C’est après environ une minute qu’Antoine ralentit brutalement le rythme saccadé, ses jambes se tendent, ses pieds se crispent à chaque geste de Sonia. Lorsqu’il lâche les frêles cuisses au-dessus de son pubis, mon épouse en profite pour reprendre un mouvement rapide, qui a pour premier effet visible depuis mon poste d’observation de provoquer une réelle excitation. D’après les impulsions de son petit postérieur, je suppose qu’elle fait glisser contre ses petites lèvres le sexe ramolli retombé sur le bas ventre d’Antoine. Lorsque nous faisons l’amour, il lui arrive de stimuler son clitoris contre ma verge jusqu’à ce qu’elle jouisse de cette façon. Je suis alors subjugué, Sonia prend enfin le plaisir auquel elle a véritablement droit, car jusqu’à présent, dans ses gestes, dans son attitude, je sais qu’elle n’y a trouvé aucune satisfaction. Elle rendait un service à Antoine, c’est tout, puis, finalement, elle s’est décidée à cueillir sa part de jouissance dans cette situation inattendue.

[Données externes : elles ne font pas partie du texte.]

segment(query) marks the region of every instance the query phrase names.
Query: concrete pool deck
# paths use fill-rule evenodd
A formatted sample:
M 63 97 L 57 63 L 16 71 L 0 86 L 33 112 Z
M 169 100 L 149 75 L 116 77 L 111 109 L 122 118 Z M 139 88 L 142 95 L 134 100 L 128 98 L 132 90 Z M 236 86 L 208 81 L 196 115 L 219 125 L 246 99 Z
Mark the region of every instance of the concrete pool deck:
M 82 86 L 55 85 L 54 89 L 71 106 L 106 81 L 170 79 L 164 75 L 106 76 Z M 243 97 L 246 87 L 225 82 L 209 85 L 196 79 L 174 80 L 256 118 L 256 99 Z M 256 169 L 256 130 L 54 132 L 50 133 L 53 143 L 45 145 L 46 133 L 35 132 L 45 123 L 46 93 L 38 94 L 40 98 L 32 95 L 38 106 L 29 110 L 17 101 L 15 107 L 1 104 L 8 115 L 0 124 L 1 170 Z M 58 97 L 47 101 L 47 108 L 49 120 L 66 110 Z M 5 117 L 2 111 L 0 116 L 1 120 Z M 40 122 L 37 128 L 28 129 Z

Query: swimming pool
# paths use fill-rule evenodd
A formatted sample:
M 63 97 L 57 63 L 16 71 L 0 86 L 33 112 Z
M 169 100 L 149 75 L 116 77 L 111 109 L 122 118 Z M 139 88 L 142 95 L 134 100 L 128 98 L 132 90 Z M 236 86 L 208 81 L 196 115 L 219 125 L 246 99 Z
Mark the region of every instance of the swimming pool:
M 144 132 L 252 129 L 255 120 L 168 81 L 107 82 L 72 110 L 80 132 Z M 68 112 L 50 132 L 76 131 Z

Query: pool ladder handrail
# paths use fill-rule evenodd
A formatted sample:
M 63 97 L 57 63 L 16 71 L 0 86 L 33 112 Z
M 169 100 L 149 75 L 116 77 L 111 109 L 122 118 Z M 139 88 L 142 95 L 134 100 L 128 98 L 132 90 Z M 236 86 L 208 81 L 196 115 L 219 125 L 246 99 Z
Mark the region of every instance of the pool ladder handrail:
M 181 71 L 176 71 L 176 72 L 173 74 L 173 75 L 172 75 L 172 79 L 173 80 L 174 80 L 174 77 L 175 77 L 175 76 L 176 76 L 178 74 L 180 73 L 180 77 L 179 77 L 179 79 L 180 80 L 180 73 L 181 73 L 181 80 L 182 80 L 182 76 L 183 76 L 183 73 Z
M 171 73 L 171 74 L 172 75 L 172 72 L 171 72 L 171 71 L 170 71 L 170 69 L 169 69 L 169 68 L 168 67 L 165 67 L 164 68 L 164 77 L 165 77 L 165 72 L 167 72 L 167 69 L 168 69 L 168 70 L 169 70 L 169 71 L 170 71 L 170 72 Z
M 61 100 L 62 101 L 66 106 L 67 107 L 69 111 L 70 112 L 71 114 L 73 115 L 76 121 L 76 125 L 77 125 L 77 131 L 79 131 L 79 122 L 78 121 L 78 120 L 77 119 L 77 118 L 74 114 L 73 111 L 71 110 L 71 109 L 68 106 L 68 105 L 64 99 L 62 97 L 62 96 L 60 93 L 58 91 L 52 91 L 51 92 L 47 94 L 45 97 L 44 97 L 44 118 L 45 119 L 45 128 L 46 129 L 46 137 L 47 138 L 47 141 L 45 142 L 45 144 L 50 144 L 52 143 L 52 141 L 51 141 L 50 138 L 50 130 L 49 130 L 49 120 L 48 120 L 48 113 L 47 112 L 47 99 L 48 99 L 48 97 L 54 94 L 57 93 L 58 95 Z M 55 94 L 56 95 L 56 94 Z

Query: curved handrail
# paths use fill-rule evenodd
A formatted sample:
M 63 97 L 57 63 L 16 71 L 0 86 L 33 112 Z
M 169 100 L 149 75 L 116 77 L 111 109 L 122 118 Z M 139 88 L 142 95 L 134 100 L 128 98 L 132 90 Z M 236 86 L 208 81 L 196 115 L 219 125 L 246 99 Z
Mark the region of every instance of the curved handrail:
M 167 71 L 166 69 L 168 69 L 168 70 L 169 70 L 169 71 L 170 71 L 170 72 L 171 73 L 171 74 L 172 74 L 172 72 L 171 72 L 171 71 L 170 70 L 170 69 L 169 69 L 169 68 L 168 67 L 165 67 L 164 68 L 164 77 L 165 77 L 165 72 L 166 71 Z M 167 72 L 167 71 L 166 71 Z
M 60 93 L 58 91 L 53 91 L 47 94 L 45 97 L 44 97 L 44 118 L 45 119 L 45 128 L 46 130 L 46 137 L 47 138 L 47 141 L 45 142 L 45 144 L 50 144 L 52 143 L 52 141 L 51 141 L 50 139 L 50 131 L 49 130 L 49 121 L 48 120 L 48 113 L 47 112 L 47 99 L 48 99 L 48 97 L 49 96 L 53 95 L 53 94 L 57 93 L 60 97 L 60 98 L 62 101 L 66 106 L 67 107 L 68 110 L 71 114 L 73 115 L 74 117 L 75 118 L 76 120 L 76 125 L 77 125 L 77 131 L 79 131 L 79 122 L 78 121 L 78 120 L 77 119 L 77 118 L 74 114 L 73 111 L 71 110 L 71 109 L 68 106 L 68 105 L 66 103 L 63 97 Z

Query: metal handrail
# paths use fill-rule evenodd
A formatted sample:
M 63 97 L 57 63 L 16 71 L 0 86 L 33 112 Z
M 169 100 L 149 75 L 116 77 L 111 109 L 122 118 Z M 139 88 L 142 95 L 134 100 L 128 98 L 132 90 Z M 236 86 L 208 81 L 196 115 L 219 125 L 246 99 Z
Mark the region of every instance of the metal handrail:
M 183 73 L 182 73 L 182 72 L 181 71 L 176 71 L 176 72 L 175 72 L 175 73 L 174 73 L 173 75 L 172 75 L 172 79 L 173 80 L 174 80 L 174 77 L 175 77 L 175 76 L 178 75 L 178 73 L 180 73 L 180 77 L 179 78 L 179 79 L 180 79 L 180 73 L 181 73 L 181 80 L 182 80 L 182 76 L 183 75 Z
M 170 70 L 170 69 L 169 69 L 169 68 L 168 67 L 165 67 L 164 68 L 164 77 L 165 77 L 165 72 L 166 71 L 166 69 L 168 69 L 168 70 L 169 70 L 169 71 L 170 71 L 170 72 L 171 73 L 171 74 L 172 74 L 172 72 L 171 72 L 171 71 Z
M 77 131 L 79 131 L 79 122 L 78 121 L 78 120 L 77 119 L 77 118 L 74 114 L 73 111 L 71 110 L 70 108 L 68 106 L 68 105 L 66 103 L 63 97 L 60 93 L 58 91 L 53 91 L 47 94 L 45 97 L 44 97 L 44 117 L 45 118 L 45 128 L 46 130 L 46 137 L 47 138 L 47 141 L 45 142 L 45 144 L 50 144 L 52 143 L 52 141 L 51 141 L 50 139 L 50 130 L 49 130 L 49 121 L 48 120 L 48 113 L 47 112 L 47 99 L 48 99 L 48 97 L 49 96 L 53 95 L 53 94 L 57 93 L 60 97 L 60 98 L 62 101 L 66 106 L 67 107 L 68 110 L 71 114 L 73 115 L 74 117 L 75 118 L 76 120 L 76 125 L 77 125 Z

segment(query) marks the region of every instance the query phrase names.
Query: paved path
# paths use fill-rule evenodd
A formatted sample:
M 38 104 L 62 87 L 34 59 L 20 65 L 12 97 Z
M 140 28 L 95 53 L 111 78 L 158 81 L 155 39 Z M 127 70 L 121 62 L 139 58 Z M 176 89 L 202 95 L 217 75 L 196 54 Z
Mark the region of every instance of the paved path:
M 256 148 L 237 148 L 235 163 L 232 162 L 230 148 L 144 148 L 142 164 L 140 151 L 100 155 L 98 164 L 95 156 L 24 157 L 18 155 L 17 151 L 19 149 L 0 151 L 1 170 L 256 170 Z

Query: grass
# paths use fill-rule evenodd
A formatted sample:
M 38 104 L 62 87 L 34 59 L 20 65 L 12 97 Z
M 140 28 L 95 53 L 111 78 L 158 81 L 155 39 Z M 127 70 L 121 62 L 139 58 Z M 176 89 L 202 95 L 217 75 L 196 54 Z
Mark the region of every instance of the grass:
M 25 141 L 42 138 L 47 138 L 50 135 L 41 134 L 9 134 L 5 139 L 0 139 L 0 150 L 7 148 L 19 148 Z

Antoine l’a laissée faire, j’ignore s’il a bien saisi par ailleurs l’importance de ce dénouement pour Sonia et moi. La fin du film est un plan fixe sur une pièce vide. Je ne sais pas exactement ce qu’il s’est passé ensuite, mais je crois qu’Antoine est parti après s’être rhabillé sous l’objectif de la webcam. Je dois vous avouer que je suis resté immobile devant mon écran pendant plusieurs minutes. Le tout avait duré à peine un quart d’heure, mais une éternité me séparait de ce matin.

J’avais l’intention initiale de garder ce film, mais je me suis vu mécaniquement l’effacer. J’étais terriblement excité, mais également béat d’admiration pour mon épouse, qui avait accepté de coucher avec un homme par pure bonté d’âme, presque par pitié. Elle ne l’avait pas embrassé, ne l’avait jamais regardé dans les yeux, puis avait conclu cette affaire à sa façon, afin de tout maîtriser du début à la fin.

Lorsqu’elle revint de la piscine, elle sentait le chlore et devait se réjouir de ne plus porter de traces de sa coupable relation. Elle essayait de ne pas afficher son trouble et je lui épargnai toute question indélicate. Etant l’instigateur de cette aventure, je n’avais qu’à savourer la satisfaction de la mission accomplie. Notre vie sexuelle a connu ce jour un véritable coup de tonnerre ; ce mensonge inavoué a joué le rôle d’un étonnant stimulant. Je ne revis plus Antoine. Nous n’étions pas fâchés, mais d’un accord implicite, il était inutile de s’attarder sur cette expérience. Il ne fut qu’un moyen que j’utilisai sur mon épouse et notre couple pour opérer la transformation qui me semblait vitale. Enfin, nous avons changé de table le mois suivant, Sonia estimant qu’elle n’allait pas avec le reste du mobilier.